The New GM Electric Convertible Is Only $4,400?
Don’t let its small stature fool you – the Hong Guang Mini EV has been hugely successful due to its small price tag, and you might argue, “well, yeah, it’s cheap,” which is technically true. This car, however – which has been called a micro-compact four-seater – is part of GM’s Chinese joint venture brand Wuling and has been wildly popular across China.
The car has been the top-selling electric vehicle in the country as of late, largely in part because of its affordable price tag. One such reason that appeals to buyers? Its nimble size. In a country pressed for space, especially on the road, compact vehicles are the ideal choice. This is in stark contrast to the United States where cars are growing past the point of fitting into a standard garage, but you don’t hear anyone complaining about that here. Just avoid getting on the 101 or 405 in California at any time of day.
Because of the brands success, the Hong Guang mini EV Cabrio convertible will soon debut at the Auto Shanghai show later this week, and GM wanted to appeal to those looking for a new look by losing the roof.
While many of us won’t agree with its style or that it’s electric, a car at this price point could help a lot of people get rolling. If the car were to debut in the United States, many people who can’t afford a car could get themselves a new set of wheels to get to work, go to the store, or take care of the other various other needs they have.
Teaser images released by General Motors show us that the convertible model will stick closely to the coupes version design. However, it’ll lose the back seats and offer a restyled front end, lower door panels, and a new dashboard with a widescreen display unit that boasts a digital instrument cluster and infotainment screen.

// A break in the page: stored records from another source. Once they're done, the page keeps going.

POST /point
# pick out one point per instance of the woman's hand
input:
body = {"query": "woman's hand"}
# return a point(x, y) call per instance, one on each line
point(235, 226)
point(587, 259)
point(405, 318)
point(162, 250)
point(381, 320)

General Motors has remained tight-lipped about the technical details, but we do know the hardtop model will be about ten feet long, will have a range of 106 miles, and can achieve speeds of 62 mph. Again, this may not be everyone’s cup of tea per se, but if this were to reach our shores, it would help a lot of people who rely on public transportation for short distances to be more independent, but it likely wouldn’t do well in the American market because of it’s limited speed and distance.
For now, the convertible will remain a “concept” in China, but the automotive news outlet Autohome has reported the vehicle will eventually make it to production.